Delusional discount rate
Calculating a pension plan’s obligation (roughly, what it owes its workforce in retirement) involves using a “discount rate,” which is the rate of return that the plan can reliably earn on its investments from now until the times it must pay benefits to its retirees. Last summer, Congress revised the rules for calculating obligations by allowing plans to use a higher discount rate (about 1% higher). The higher the discount rate, the lower the plan’s estimated obligations.
Although a 1% increase may seem like small potatoes, it can have a significant effect. The change led to lower required contributions from companies with substantially underfunded pension plans. For example, according to The Brookings Institution, this 1% increase would cause United Parcel Service, Inc. (NYSE:UPS)‘s required pension plan contribution to drop to $47 million from $1.6 billion.
Fast-forward to this earnings season
When UPS released its most recent earnings, the package-delivery behemoth reported a $3 billion non-cash charge as a result of its pension plan. Meanwhile, $53-billion-market-cap aircraft manufacturer The Boeing Company (NYSE:BA) reported a net pension deficit of nearly $20 billion at the end of 2012. Ford Motor Company (NYSE:F) and The Goodyear Tire & Rubber Company (NASDAQ:GT) have also disclosed gaping pension shortfalls during this earnings season. Just last year, Ford’s pension deficit widened by 21%.
During the past few years, robust stock market performance has buoyed investment returns. But persistently low interest rates, amplified stock market volatility, and increased life expectancy are working against pension plans, regardless of last summer’s Congressional ruling that eased up on them.

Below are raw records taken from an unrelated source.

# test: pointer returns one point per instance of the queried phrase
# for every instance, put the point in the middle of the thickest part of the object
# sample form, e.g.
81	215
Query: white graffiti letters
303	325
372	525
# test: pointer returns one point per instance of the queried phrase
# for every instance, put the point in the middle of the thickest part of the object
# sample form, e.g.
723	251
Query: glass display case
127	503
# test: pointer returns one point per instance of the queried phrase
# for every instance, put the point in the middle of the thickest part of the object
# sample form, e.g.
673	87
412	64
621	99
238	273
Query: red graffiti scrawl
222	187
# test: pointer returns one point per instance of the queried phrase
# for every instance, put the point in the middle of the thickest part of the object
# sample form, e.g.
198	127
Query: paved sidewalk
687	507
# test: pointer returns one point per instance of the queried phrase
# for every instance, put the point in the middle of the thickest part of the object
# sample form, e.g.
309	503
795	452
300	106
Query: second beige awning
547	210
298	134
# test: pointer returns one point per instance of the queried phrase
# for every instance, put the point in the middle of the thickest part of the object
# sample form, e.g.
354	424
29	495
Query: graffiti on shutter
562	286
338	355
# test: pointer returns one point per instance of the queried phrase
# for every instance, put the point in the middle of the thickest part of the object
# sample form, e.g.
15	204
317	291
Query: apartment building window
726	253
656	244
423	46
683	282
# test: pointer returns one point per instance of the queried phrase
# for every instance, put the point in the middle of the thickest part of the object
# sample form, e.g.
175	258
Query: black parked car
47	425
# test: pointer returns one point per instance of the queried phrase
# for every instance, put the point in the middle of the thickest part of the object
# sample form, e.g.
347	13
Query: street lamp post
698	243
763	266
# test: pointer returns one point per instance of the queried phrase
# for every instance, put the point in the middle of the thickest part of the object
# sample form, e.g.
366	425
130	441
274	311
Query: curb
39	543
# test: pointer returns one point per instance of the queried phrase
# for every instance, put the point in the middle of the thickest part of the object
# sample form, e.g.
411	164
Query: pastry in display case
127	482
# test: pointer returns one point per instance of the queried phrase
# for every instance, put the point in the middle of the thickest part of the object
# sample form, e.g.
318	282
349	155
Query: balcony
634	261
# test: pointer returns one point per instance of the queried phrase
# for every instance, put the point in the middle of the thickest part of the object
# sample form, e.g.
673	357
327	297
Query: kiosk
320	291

Some companies are effectively throwing in the towel. During the past year, both General Motors Company (NYSE: GM) and Verizon scuttled a combined $32.5 billion in pension liabilities to Prudential Financial Inc (NYSE:PRU) . As a result, the insurer took on the risk of paying out the pension plan obligations to retirees. In the process, Prudential is compensated by big cash injections in the form of premiums (that it’s hopefully priced correctly).
Lessons learned
So, what do corporate pension plans have to do with those of us planning for our own retirement? I think there are three key takeaways.
1. Save more of what you earn.
This is the single biggest factor of your retirement planning that you can control. In my years as a financial advisor, I never heard anyone approaching retirement say, “I wish I were retiring with less money.” But I heard plenty of individuals utter, “I wish I started saving sooner and invested more.”
2. Diversify your investments.
By doing this, you’ll reduce your risk and minimize volatility. I know, it sounds boring. And, frankly, it is. But real wealth is built slowly, over time, with calculated risk-taking. As marketing strategist and advisor Becky Saeger says, “Risk averse doesn’t mean you’re afraid — it means you’re thinking.”